Üzerinde yaşadığımız yer küre birçok katmandan oluşmaktadır. Matruşka bebekler gibi iç içe olan bu katmanların içine doğru gittikçe sıcaklık ve ısı değerleri artış göstermektedir. İç çekirdek denilen bölümün 5000 oC sıcaklığa kadar ulaştığı bildirilmektedir. Birçok eriyik metalin bir arada bulunduğu bu iç çekirdek zaman yer kürenin ince katmanları arasından çıkarak volkan patlaması şeklinde çıkmaktadır. Eriyik akışkan şeklinde bu magma tabakası ile ilgili çıkan haberlerde önüne katan birçok yeri yakarak gittiğini de çoğu kez tanık olmuşuzdur. Yeryüzüne çıkan bu tabakalar gibi zaman zaman suların yer altından aşırı ısıya maruz kalarak yeryüzüne çıktığı durumlarda olmaktadır. Yada insanlar sıcak suya ulaşmak için sondaj kazarak ulaşmaya çalışmaktadır. Bu durumdaki suların geneline halk arasında termal sular ifadesi kullanılmaktadır. Hatta termal suların sağlığa yarar sağladığından bahsedilmektedir.

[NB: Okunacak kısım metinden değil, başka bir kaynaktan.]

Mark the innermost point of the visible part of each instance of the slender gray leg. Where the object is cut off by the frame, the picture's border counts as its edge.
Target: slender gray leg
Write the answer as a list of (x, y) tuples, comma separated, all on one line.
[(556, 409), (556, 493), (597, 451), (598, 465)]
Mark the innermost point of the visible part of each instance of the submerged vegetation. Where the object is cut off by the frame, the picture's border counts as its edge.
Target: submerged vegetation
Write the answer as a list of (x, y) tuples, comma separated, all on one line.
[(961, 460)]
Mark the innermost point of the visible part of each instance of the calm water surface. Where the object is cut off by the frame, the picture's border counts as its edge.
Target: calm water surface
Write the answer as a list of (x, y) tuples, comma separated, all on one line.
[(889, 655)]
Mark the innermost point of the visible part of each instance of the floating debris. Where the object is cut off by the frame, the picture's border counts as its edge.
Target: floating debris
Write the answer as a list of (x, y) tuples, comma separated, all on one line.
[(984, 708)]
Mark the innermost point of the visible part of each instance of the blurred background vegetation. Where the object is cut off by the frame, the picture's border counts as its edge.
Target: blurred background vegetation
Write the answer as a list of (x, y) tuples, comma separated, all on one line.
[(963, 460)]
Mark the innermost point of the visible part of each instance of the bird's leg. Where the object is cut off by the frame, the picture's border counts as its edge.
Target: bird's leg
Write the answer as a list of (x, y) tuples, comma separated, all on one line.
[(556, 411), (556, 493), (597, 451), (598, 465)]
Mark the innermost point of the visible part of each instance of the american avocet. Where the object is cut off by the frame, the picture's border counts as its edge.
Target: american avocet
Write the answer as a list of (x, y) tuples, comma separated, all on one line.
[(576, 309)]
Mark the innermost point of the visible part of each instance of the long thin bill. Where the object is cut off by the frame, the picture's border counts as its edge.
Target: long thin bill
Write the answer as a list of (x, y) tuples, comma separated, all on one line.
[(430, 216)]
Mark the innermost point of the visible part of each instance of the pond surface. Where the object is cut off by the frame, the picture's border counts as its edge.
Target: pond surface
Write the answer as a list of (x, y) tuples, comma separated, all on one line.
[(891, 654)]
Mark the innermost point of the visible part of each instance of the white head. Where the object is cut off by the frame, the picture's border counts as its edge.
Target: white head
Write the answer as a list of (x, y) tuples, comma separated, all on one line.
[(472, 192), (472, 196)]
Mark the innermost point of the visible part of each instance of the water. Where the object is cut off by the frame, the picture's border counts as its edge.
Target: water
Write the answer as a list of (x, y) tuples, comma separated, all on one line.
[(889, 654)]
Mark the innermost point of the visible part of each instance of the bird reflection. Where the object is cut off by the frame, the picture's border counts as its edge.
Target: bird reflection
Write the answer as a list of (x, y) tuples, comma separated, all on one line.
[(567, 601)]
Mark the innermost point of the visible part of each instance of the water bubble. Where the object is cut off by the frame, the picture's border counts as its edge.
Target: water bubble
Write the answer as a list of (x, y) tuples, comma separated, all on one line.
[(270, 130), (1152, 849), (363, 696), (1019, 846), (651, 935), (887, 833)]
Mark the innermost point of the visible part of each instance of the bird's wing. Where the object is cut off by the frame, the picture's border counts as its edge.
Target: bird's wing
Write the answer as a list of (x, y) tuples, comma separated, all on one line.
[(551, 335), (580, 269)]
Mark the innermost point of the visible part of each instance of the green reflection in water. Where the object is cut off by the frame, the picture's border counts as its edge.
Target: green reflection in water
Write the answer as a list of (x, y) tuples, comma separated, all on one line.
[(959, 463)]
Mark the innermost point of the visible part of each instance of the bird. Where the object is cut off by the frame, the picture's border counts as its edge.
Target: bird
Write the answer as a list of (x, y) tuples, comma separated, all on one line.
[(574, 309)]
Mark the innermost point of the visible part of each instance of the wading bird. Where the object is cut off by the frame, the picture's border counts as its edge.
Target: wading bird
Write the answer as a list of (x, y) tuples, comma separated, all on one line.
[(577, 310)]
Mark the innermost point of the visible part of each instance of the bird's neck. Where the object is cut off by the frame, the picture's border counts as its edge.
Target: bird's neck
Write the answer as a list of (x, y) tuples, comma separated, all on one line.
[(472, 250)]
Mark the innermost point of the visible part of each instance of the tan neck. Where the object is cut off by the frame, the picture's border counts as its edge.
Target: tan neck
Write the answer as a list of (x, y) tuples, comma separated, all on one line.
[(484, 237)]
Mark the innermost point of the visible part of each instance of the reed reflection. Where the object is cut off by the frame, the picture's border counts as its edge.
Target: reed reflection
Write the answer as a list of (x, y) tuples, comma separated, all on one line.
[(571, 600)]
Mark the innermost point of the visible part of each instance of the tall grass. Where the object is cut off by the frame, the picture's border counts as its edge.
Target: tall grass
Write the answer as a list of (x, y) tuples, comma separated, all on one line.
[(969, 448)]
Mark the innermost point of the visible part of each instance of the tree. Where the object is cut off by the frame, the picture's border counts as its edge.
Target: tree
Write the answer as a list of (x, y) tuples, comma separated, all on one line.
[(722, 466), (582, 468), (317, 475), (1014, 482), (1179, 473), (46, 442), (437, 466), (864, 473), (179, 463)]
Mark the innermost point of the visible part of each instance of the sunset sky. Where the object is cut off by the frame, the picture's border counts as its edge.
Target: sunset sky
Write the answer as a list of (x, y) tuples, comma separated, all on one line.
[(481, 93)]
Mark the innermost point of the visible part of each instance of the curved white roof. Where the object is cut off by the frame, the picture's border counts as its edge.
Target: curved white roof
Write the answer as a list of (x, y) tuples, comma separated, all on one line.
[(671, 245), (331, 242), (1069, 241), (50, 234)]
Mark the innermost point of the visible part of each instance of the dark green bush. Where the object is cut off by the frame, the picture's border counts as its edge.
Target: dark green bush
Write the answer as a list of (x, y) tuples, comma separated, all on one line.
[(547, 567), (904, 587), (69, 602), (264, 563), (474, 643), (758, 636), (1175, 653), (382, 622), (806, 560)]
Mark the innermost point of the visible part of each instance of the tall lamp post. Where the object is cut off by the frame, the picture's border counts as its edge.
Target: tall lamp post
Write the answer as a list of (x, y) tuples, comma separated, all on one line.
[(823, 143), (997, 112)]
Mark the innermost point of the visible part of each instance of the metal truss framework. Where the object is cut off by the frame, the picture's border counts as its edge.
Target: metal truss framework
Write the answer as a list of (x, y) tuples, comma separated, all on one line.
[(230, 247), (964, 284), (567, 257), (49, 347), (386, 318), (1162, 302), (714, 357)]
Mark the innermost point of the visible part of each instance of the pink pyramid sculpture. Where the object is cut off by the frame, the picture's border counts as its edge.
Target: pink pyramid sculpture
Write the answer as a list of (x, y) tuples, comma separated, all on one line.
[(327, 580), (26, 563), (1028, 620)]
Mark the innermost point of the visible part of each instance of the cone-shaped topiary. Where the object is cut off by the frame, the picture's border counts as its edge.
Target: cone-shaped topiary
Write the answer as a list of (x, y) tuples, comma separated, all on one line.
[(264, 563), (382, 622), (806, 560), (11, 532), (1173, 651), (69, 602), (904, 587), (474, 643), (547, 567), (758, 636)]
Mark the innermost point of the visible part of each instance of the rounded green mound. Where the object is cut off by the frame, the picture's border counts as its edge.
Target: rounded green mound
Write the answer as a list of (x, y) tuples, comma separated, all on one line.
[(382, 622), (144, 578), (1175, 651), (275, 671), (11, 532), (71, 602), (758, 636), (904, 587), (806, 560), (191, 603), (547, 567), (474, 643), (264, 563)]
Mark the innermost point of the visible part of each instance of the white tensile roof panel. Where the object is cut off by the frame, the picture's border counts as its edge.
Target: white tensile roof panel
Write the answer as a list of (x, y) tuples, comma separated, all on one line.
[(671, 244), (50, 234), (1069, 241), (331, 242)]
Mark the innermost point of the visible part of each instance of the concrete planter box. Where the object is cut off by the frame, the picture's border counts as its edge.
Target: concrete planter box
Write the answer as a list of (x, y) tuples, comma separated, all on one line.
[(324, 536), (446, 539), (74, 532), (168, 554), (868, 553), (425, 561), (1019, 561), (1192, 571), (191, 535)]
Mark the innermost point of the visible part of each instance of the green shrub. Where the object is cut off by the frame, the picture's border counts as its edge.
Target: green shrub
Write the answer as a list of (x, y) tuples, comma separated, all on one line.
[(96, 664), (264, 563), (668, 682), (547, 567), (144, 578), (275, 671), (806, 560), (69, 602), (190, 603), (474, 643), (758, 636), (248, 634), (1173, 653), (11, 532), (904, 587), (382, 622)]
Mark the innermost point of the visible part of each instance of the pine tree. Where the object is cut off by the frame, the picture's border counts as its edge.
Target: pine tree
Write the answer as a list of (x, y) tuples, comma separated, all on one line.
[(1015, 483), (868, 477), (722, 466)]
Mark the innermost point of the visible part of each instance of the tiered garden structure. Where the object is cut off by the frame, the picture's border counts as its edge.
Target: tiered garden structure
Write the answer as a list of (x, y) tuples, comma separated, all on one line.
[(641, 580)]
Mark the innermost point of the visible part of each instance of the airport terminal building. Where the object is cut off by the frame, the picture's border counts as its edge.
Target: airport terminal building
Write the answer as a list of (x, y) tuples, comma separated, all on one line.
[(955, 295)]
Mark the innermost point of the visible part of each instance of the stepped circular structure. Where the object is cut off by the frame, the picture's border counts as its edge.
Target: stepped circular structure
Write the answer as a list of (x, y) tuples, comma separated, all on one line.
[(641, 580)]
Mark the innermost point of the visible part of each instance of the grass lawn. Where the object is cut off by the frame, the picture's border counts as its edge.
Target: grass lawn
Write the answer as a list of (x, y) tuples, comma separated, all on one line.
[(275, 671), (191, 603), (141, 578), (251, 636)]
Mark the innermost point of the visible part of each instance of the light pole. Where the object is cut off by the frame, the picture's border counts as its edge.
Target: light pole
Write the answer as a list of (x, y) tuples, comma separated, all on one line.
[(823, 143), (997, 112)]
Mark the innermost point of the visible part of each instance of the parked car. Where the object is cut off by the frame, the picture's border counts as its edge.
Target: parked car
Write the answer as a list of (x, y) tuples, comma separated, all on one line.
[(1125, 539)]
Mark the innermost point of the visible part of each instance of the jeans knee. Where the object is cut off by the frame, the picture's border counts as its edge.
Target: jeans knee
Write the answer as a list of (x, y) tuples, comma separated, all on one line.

Jeotermal kavramı ise halk arasındaki termal sular kavramından biraz daha farklıdır. Burada jeotermal denildiğinde artık bu yer altı sularının enerjiye dönüştürülmüş kısmından bahsedilmektedir. Bu suların ısı yada hareket enerjisi olarak kullanılması önemli bir enerji potansiyeli olduğunun göstergesidir. Çünkü jeotermal enerji üretim bölgelerinin olduğu yerlerde aynı zamanda jeotermal bir yer altı sisteminden bahsetmek gerekir. Bu sistemlerden dünyada enerji üretiminin birçok çeşidi vardır. Bunların en yaygın olanı ise evlerin ısıtılmasında kullanılan sistemlerdir. Bunun yanında elektrik enerjisi üretme kapasitesine sahip olan bölgelerde elektrik enerjisinin üretilmesidir. Önemli bir gelir kaynağı olan bu yöntemler bölgesel kalkınmada önemli bir dayanak oluşturmaktadır. Öyle ki bu yerlerde çeşitli sanayi tesislerinin kurulması ile birlikte önemli bir sanayi ağı da kurulmaktadır.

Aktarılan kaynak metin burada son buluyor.